Dr. Xi Chen, working with Prof. Joe Gomes and Prof. Jun Wang, published their collaborative work in a prestigious journal, Geophysical Research Letter. Their work presents a new, machine-learning based, approach to predict light scattering properties of non-spherical dust particles. The approach will have wide applications in satellite remote sensing and climate model predictions.

https://agupubs.onlinelibrary.wiley.com/doi/10.1029/2021GL097548

Plain Language Summary

Dust particles affect both solar and terrestrial radiative transfer, but whether they cool or warm the climate is currently an open question in the literature. Accurate estimation of dust scattering and absorption properties, while critical for climate studies, is hindered by the fact that dust particles have irregular shapes and large size ranges; hence, no single method can be applied for all particle sizes and shapes. Often, a comprehensive look-up table of these properties is created by combining multiple methods. The application of such databases, however, is cumbersome and inaccurate due to the need for multi-variable interpolation.

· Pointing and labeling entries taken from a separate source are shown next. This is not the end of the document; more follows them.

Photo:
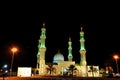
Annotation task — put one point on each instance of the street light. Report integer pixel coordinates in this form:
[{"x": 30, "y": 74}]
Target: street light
[
  {"x": 13, "y": 50},
  {"x": 116, "y": 57}
]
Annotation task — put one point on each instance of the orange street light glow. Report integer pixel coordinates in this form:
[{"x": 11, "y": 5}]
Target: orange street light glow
[{"x": 14, "y": 49}]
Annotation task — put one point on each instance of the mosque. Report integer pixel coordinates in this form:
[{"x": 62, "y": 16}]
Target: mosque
[{"x": 59, "y": 65}]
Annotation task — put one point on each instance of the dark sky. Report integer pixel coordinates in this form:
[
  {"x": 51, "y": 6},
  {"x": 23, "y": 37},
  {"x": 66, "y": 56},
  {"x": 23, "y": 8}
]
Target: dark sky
[{"x": 21, "y": 26}]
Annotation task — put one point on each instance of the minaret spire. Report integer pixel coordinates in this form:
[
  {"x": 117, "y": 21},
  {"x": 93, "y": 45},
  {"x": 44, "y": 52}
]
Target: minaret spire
[
  {"x": 70, "y": 50},
  {"x": 82, "y": 49},
  {"x": 41, "y": 51}
]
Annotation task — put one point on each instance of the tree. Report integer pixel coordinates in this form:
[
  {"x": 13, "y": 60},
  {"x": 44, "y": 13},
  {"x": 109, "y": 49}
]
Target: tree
[{"x": 51, "y": 69}]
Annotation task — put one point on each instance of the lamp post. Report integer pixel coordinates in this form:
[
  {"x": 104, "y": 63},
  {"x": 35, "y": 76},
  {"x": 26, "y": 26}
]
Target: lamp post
[
  {"x": 116, "y": 59},
  {"x": 13, "y": 50}
]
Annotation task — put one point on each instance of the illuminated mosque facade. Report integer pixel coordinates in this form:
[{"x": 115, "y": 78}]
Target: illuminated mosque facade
[{"x": 59, "y": 66}]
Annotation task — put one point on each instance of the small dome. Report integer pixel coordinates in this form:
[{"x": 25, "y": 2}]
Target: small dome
[{"x": 58, "y": 57}]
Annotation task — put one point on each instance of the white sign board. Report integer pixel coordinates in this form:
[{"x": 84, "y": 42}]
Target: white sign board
[{"x": 24, "y": 71}]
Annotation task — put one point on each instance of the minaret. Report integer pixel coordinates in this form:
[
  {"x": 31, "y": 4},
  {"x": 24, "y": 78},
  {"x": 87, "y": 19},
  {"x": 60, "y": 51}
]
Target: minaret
[
  {"x": 41, "y": 51},
  {"x": 70, "y": 57},
  {"x": 82, "y": 49}
]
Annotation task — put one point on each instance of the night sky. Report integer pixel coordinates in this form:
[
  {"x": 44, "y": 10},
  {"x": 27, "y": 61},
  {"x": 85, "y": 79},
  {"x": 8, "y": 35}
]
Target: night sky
[{"x": 21, "y": 27}]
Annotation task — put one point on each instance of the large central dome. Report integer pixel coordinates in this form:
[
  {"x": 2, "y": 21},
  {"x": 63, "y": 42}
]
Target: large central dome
[{"x": 58, "y": 57}]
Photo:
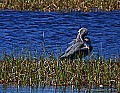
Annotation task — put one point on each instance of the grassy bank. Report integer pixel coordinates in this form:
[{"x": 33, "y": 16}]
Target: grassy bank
[
  {"x": 26, "y": 70},
  {"x": 61, "y": 5}
]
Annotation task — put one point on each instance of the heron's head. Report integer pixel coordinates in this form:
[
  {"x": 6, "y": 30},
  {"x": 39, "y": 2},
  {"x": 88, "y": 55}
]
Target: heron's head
[
  {"x": 87, "y": 40},
  {"x": 83, "y": 31}
]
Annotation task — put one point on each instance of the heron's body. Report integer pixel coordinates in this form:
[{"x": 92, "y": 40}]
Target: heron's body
[{"x": 79, "y": 49}]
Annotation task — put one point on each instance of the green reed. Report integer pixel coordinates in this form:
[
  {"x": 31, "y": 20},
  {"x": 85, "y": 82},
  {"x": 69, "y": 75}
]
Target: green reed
[
  {"x": 61, "y": 5},
  {"x": 28, "y": 70}
]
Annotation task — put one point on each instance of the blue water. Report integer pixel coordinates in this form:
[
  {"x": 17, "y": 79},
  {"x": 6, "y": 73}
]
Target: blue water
[
  {"x": 25, "y": 29},
  {"x": 18, "y": 28}
]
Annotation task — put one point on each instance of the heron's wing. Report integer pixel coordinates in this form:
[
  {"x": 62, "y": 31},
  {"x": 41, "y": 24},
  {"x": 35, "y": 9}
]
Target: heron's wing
[{"x": 73, "y": 48}]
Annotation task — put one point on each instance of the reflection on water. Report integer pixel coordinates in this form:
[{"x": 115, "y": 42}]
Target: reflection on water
[
  {"x": 50, "y": 89},
  {"x": 17, "y": 27}
]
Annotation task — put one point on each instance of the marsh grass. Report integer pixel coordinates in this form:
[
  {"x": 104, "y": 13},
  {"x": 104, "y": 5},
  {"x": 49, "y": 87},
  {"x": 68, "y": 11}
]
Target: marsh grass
[
  {"x": 27, "y": 70},
  {"x": 61, "y": 5}
]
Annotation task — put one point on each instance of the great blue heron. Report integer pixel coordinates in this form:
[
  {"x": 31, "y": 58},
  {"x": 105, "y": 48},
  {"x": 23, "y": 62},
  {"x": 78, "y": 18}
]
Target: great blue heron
[{"x": 80, "y": 48}]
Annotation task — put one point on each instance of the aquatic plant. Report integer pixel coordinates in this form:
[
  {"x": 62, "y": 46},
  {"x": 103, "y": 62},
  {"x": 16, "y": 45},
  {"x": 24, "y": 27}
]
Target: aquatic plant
[
  {"x": 61, "y": 5},
  {"x": 28, "y": 70}
]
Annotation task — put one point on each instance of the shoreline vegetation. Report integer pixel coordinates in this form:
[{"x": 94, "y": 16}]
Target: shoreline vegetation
[
  {"x": 60, "y": 5},
  {"x": 27, "y": 70}
]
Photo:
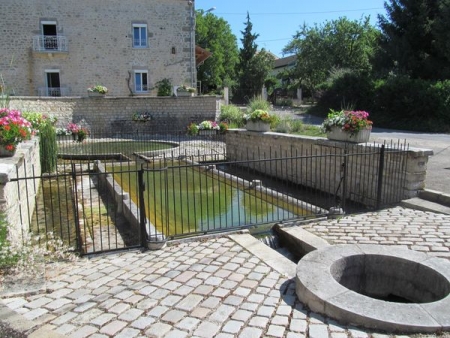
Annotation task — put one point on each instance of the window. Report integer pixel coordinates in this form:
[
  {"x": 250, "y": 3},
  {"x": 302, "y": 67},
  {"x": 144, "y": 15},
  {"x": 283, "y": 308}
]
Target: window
[
  {"x": 139, "y": 35},
  {"x": 53, "y": 83},
  {"x": 140, "y": 81},
  {"x": 49, "y": 34}
]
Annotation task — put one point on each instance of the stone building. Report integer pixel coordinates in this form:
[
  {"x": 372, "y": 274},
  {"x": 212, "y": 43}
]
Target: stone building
[{"x": 60, "y": 48}]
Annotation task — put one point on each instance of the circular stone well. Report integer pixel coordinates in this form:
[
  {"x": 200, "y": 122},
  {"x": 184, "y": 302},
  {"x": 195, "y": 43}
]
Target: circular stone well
[{"x": 378, "y": 287}]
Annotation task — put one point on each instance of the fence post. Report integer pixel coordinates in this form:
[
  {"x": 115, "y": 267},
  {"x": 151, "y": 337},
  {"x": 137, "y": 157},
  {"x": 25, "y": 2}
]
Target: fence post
[
  {"x": 76, "y": 216},
  {"x": 380, "y": 177},
  {"x": 142, "y": 216}
]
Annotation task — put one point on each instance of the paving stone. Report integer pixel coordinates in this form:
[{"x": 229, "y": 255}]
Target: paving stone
[
  {"x": 143, "y": 322},
  {"x": 259, "y": 321},
  {"x": 275, "y": 331},
  {"x": 157, "y": 330},
  {"x": 189, "y": 302},
  {"x": 176, "y": 334},
  {"x": 84, "y": 331},
  {"x": 130, "y": 315},
  {"x": 173, "y": 316},
  {"x": 188, "y": 324},
  {"x": 207, "y": 329},
  {"x": 232, "y": 326},
  {"x": 318, "y": 331},
  {"x": 251, "y": 332},
  {"x": 103, "y": 319}
]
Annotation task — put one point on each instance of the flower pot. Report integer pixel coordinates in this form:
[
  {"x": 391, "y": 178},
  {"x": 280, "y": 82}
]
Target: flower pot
[
  {"x": 337, "y": 134},
  {"x": 7, "y": 153},
  {"x": 185, "y": 93},
  {"x": 207, "y": 132},
  {"x": 95, "y": 94},
  {"x": 257, "y": 126}
]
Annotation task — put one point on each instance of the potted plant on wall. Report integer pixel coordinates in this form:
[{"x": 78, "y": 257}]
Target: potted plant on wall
[
  {"x": 185, "y": 91},
  {"x": 258, "y": 120},
  {"x": 348, "y": 126},
  {"x": 97, "y": 91},
  {"x": 13, "y": 130}
]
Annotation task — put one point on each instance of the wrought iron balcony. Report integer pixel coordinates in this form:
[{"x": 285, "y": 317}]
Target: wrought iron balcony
[
  {"x": 53, "y": 91},
  {"x": 50, "y": 43}
]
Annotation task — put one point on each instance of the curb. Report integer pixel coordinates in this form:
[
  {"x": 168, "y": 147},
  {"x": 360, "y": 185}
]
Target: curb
[{"x": 19, "y": 323}]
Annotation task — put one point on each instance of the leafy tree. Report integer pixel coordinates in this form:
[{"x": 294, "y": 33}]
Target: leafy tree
[
  {"x": 254, "y": 66},
  {"x": 415, "y": 38},
  {"x": 214, "y": 34},
  {"x": 337, "y": 44}
]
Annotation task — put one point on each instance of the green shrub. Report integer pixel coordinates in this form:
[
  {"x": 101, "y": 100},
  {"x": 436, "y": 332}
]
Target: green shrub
[
  {"x": 233, "y": 115},
  {"x": 284, "y": 102},
  {"x": 412, "y": 104},
  {"x": 164, "y": 87},
  {"x": 45, "y": 129},
  {"x": 258, "y": 103}
]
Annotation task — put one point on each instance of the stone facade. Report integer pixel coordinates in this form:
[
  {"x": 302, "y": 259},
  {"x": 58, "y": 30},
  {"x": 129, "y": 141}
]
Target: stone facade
[
  {"x": 317, "y": 163},
  {"x": 95, "y": 45},
  {"x": 109, "y": 115},
  {"x": 18, "y": 197}
]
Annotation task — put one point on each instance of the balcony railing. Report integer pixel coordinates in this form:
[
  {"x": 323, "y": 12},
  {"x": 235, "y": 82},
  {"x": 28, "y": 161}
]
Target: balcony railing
[
  {"x": 53, "y": 91},
  {"x": 50, "y": 43}
]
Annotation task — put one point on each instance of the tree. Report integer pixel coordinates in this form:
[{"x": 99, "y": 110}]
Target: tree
[
  {"x": 214, "y": 34},
  {"x": 415, "y": 38},
  {"x": 339, "y": 44},
  {"x": 254, "y": 66}
]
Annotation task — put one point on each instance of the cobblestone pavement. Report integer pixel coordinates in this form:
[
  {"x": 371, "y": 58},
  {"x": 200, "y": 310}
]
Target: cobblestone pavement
[
  {"x": 416, "y": 230},
  {"x": 211, "y": 288}
]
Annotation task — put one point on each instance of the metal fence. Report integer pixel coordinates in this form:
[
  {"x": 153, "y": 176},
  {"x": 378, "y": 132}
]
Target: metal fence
[{"x": 108, "y": 196}]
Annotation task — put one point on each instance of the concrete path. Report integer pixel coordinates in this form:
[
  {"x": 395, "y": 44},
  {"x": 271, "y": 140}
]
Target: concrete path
[{"x": 211, "y": 287}]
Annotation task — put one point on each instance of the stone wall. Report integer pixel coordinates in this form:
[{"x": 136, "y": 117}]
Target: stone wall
[
  {"x": 17, "y": 198},
  {"x": 109, "y": 115},
  {"x": 99, "y": 37},
  {"x": 317, "y": 163}
]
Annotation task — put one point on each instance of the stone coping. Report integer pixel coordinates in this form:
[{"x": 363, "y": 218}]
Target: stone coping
[{"x": 321, "y": 292}]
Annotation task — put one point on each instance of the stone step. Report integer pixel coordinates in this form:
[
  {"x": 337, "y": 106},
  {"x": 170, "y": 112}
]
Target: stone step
[{"x": 424, "y": 205}]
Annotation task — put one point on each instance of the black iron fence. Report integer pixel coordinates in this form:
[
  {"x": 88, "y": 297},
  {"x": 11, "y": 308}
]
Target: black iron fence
[{"x": 108, "y": 196}]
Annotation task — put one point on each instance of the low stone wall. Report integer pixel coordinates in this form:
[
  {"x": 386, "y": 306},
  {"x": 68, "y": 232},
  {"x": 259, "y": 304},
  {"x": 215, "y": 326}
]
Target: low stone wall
[
  {"x": 114, "y": 114},
  {"x": 323, "y": 169},
  {"x": 17, "y": 198}
]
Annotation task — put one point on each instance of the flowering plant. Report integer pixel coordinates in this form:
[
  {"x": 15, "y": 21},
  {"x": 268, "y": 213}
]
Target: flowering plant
[
  {"x": 13, "y": 129},
  {"x": 98, "y": 89},
  {"x": 73, "y": 128},
  {"x": 186, "y": 89},
  {"x": 259, "y": 115},
  {"x": 79, "y": 133},
  {"x": 349, "y": 121},
  {"x": 208, "y": 125},
  {"x": 142, "y": 117}
]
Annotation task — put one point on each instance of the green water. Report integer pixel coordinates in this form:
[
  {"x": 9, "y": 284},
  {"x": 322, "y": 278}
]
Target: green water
[
  {"x": 184, "y": 199},
  {"x": 111, "y": 147}
]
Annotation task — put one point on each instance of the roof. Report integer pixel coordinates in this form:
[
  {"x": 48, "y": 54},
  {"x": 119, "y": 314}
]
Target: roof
[{"x": 283, "y": 62}]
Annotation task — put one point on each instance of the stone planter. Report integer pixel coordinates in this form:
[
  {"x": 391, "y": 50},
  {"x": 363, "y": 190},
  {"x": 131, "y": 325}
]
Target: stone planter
[
  {"x": 337, "y": 134},
  {"x": 207, "y": 132},
  {"x": 180, "y": 93},
  {"x": 95, "y": 94},
  {"x": 257, "y": 126},
  {"x": 7, "y": 153}
]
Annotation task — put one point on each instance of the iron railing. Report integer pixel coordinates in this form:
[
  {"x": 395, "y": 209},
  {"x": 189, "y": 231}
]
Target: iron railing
[
  {"x": 50, "y": 43},
  {"x": 53, "y": 91},
  {"x": 99, "y": 202}
]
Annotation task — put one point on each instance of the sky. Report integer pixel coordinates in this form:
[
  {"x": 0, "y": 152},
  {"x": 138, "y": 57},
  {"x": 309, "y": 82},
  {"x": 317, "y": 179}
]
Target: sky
[{"x": 276, "y": 21}]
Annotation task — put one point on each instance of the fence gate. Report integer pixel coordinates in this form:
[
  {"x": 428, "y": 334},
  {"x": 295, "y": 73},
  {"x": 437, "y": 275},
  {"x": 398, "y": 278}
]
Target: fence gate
[{"x": 77, "y": 206}]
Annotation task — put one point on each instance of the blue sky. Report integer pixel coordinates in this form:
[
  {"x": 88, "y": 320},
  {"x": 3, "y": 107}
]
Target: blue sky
[{"x": 277, "y": 21}]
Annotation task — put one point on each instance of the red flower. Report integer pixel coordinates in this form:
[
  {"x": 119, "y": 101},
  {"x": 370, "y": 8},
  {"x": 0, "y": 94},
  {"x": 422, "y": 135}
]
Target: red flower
[{"x": 10, "y": 147}]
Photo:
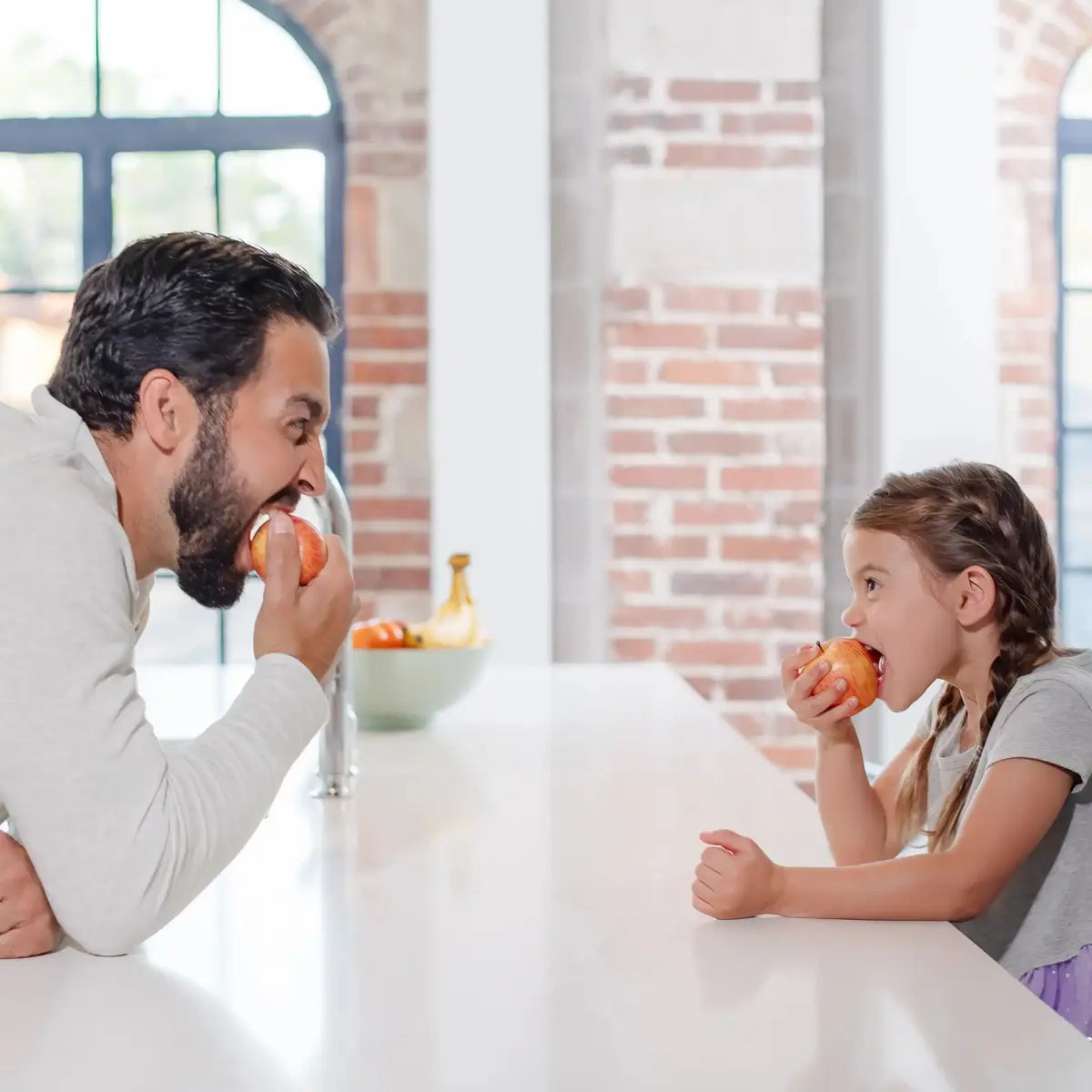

Furthermore, the look-up-table approach lacks the mathematical rigor needed to determine the sensitivity (Jacobians) of the single-scattering properties to the dust size, shape, and refractive index that are needed in remote sensing algorithms. The aforementioned challenges are tackled here by developing a novel approach within the neural network (NN) framework. This NN-based approach is fast, accurate, and able to predict Jacobians with analytical formulas. The NN model can be readily applied to the dust retrieval algorithm and radiative forcing modeling. The concept of deriving Jacobians from the NN model in this study can also be generalized for application to other problems involving gradient calculations.